Overtime and the Overly Litigious
This week, a wave of frivolous employment wage disputes has swept across the country. In just the last year roughly 7,000 lawsuits alleging wage and hour violations have been filed in federal court, and such cases have risen 400 percent over the last 11 years.
First in Staten Island, New York, a son is suing his father for failure to pay him overtime at the family’s ice cream business, Ice Cream & Ice House. The family seems dysfunctional at the least. Nicholas Piazza, is claiming he occasionally worked 80 hours a week and only earned $10 an hour, and his stepmother Patricia alleges that he “bought an ice-cream truck and then he lied to all our customers.”
Then on July 6, 2012, a judge in the Northern District of California ruled that a class action could proceed, led by a plaintiff who claims that Office Depot failed to pay him a whopping $0.23 in overtime wages. As first reported by Litigation Daily, Howard David Provine filed a class action lawsuit in January of 2011, alleging that his former employer failed to account for the two $50 awards he won from store managers through the company’s “Bravo” program when calculating his payment for 19 minutes of overtime. The suit also claims that Office Depot owes Provine up to $2,000 in “waiting time penalties” for failing to pay the extra overtime when he left the company.

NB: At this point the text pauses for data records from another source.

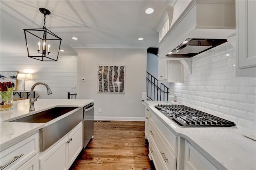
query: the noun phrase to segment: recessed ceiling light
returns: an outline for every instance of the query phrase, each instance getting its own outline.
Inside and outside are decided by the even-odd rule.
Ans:
[[[151,14],[154,12],[154,9],[149,8],[145,10],[145,13],[146,14]]]

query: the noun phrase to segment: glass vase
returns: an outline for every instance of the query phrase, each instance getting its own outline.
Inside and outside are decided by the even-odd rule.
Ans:
[[[2,92],[0,95],[0,111],[8,111],[12,109],[13,91]]]

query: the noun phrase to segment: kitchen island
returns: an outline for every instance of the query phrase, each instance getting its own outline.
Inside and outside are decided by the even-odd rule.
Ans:
[[[58,142],[44,152],[39,152],[39,136],[40,134],[39,133],[39,131],[46,126],[54,125],[55,122],[68,116],[72,117],[74,113],[78,113],[79,114],[81,113],[80,117],[82,119],[83,107],[94,101],[94,100],[38,99],[34,103],[35,110],[32,112],[28,111],[29,99],[14,101],[12,110],[1,111],[0,113],[1,166],[8,164],[8,162],[10,162],[11,163],[10,165],[8,165],[7,167],[10,168],[10,166],[12,166],[12,168],[22,169],[27,168],[28,169],[31,167],[34,167],[34,168],[35,167],[36,167],[36,169],[38,169],[39,162],[40,162],[40,169],[58,168],[59,167],[54,166],[45,166],[43,168],[44,164],[45,165],[50,164],[49,162],[44,162],[43,161],[46,161],[46,159],[50,160],[48,159],[49,158],[49,155],[59,154],[59,153],[57,152],[58,150],[68,150],[68,149],[75,150],[73,149],[74,148],[72,147],[77,147],[77,151],[76,151],[76,152],[72,154],[73,155],[70,156],[70,153],[71,152],[67,152],[68,151],[66,151],[66,154],[68,155],[65,156],[65,154],[62,155],[64,155],[62,156],[64,156],[63,162],[58,164],[61,164],[64,168],[68,168],[82,148],[82,119],[80,123],[73,130],[66,135],[64,136]],[[55,107],[74,107],[77,109],[44,123],[10,122]],[[74,112],[74,111],[76,111]],[[72,140],[72,138],[73,140],[71,142],[71,140]],[[64,142],[62,143],[62,140]],[[62,144],[62,143],[66,144],[63,145]],[[65,146],[65,148],[60,148],[60,144]],[[58,150],[59,148],[61,149]],[[65,158],[65,156],[69,159],[69,162],[67,162],[67,160]],[[52,160],[52,162],[54,162],[54,157],[56,156],[52,157],[51,158]],[[58,157],[58,159],[59,158]],[[14,160],[14,162],[12,162],[12,159]],[[22,162],[23,163],[20,162]]]
[[[173,160],[176,160],[176,162],[173,161],[174,165],[169,166],[170,168],[196,169],[199,167],[207,166],[211,169],[256,169],[256,141],[243,135],[248,132],[248,129],[237,125],[236,128],[182,127],[154,107],[158,104],[170,103],[146,101],[144,104],[146,119],[150,120],[148,124],[150,127],[147,127],[149,129],[145,129],[148,132],[146,137],[149,140],[150,151],[154,147],[158,147],[159,142],[157,140],[153,141],[154,136],[157,134],[156,131],[158,131],[160,134],[159,136],[164,139],[164,145],[171,146],[166,148],[171,151]],[[152,125],[150,125],[150,123]],[[150,128],[150,126],[153,128]],[[166,128],[165,130],[161,131],[161,126]],[[170,136],[172,136],[172,138]],[[174,142],[172,143],[172,141]],[[160,150],[161,146],[159,148]],[[167,150],[162,151],[161,154],[163,152],[166,156],[168,155]],[[150,152],[150,156],[153,155],[154,158],[155,152],[152,152],[152,154]],[[166,156],[164,153],[163,154],[163,157]],[[161,164],[159,163],[161,161],[156,158],[155,156],[154,164]],[[168,161],[170,162],[170,158],[164,158],[166,162],[162,161],[164,165]]]

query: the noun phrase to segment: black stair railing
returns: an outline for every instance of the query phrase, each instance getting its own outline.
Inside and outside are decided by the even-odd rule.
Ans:
[[[147,71],[147,97],[151,100],[167,101],[169,88]]]

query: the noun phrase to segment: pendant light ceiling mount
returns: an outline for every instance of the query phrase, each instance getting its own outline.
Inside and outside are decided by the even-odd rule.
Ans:
[[[39,11],[44,15],[43,28],[24,29],[28,57],[42,61],[57,61],[62,40],[45,26],[46,16],[51,12],[42,8]]]

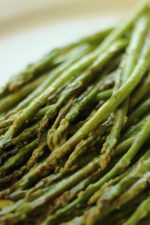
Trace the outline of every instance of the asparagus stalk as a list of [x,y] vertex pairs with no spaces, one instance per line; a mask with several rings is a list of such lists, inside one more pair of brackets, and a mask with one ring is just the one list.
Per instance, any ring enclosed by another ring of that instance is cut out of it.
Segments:
[[[149,33],[150,34],[150,33]],[[150,43],[149,35],[147,36],[145,45],[143,47],[143,53],[139,60],[138,65],[135,67],[131,77],[128,81],[116,91],[112,97],[98,109],[95,115],[87,121],[76,133],[73,135],[64,145],[52,152],[50,161],[51,165],[55,166],[59,159],[68,154],[72,148],[83,138],[87,136],[89,132],[94,130],[98,124],[105,121],[110,113],[112,113],[125,99],[130,95],[134,88],[141,81],[144,72],[148,68],[148,58],[150,58]]]
[[136,211],[131,215],[131,217],[123,224],[123,225],[136,225],[141,221],[143,218],[145,218],[147,215],[149,215],[150,212],[150,197],[145,199],[140,206],[136,209]]

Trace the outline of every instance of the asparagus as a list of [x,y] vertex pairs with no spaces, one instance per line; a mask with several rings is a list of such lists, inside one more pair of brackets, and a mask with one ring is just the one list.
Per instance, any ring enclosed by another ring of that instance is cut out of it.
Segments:
[[134,93],[132,101],[130,102],[130,107],[134,108],[137,103],[142,100],[142,98],[150,93],[150,74],[148,74],[147,78],[144,80],[144,83],[137,89],[137,91]]
[[131,77],[128,81],[116,91],[112,97],[98,109],[95,115],[87,121],[76,133],[73,135],[64,145],[57,148],[52,152],[49,162],[52,166],[58,163],[58,160],[69,153],[72,148],[84,137],[87,136],[89,132],[94,130],[98,124],[107,119],[111,112],[113,112],[128,95],[134,90],[143,77],[143,73],[147,70],[148,61],[150,57],[150,43],[149,35],[147,36],[145,45],[143,47],[143,53],[139,60],[138,65],[135,67]]
[[0,177],[4,177],[10,170],[20,165],[22,161],[25,160],[25,157],[30,154],[33,149],[37,146],[37,140],[34,140],[30,144],[26,145],[20,152],[5,162],[3,166],[0,168]]
[[[149,171],[149,166],[150,166],[149,153],[150,152],[147,151],[146,154],[133,166],[133,168],[130,169],[128,176],[121,179],[114,186],[112,186],[112,187],[108,186],[108,188],[106,187],[104,189],[104,191],[102,192],[102,194],[98,200],[98,205],[101,204],[101,207],[104,210],[109,209],[105,213],[110,212],[110,210],[112,210],[114,206],[118,207],[120,201],[123,203],[123,201],[121,200],[122,198],[124,198],[126,202],[128,201],[127,195],[125,192],[125,194],[123,194],[124,197],[121,196],[120,200],[116,200],[115,203],[112,205],[112,200],[114,200],[116,197],[121,195],[136,181],[139,183],[140,179],[143,180],[143,175],[144,175],[144,177],[146,176],[145,173],[147,171]],[[98,199],[98,198],[96,198],[96,196],[97,196],[97,193],[95,193],[94,196],[92,196],[92,198],[89,200],[89,204],[93,204],[95,199]],[[126,196],[126,198],[125,198],[125,196]],[[124,203],[125,203],[125,201],[124,201]],[[116,204],[116,202],[117,202],[117,204]],[[105,208],[106,204],[107,204],[107,207]],[[109,206],[109,204],[110,204],[110,206]]]
[[[122,171],[124,171],[129,166],[129,164],[131,163],[131,160],[133,159],[135,154],[138,152],[140,147],[143,145],[143,143],[149,136],[150,121],[149,122],[148,121],[149,120],[146,121],[145,127],[143,128],[143,130],[141,131],[137,139],[134,141],[133,145],[128,150],[128,152],[119,160],[119,162],[105,176],[103,176],[96,183],[91,184],[72,203],[58,210],[53,216],[48,217],[44,224],[51,224],[53,222],[55,223],[58,218],[60,217],[62,218],[66,213],[71,213],[78,205],[84,204],[91,197],[91,195],[95,193],[105,182],[109,181],[110,179],[114,178],[115,176],[119,175]],[[93,218],[95,220],[97,219],[97,217],[92,216],[92,219]]]
[[148,221],[149,7],[1,89],[1,224]]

In what has become a frightening trend in California, Judge Susan Illston seems to have lost all common sense. By failing to grant the defendant’s motion for summary judgment and instead certifying the class, she is condoning ridiculous behavior and endorsing lawsuit abuse. Office Depot defended its actions by asserting that companies are not required by state or federal law to factor discretionary bonus payments into overtime calculations. The company further argued that Provine’s claims are de minimus in any case. The judge disagreed and followed her own unfathomable logic that a random prize drawing did not constitute a discretionary payment. As a result, Office Depot will be forced to spend a whole lot more than $0.23 to defend itself against this frivolous claim.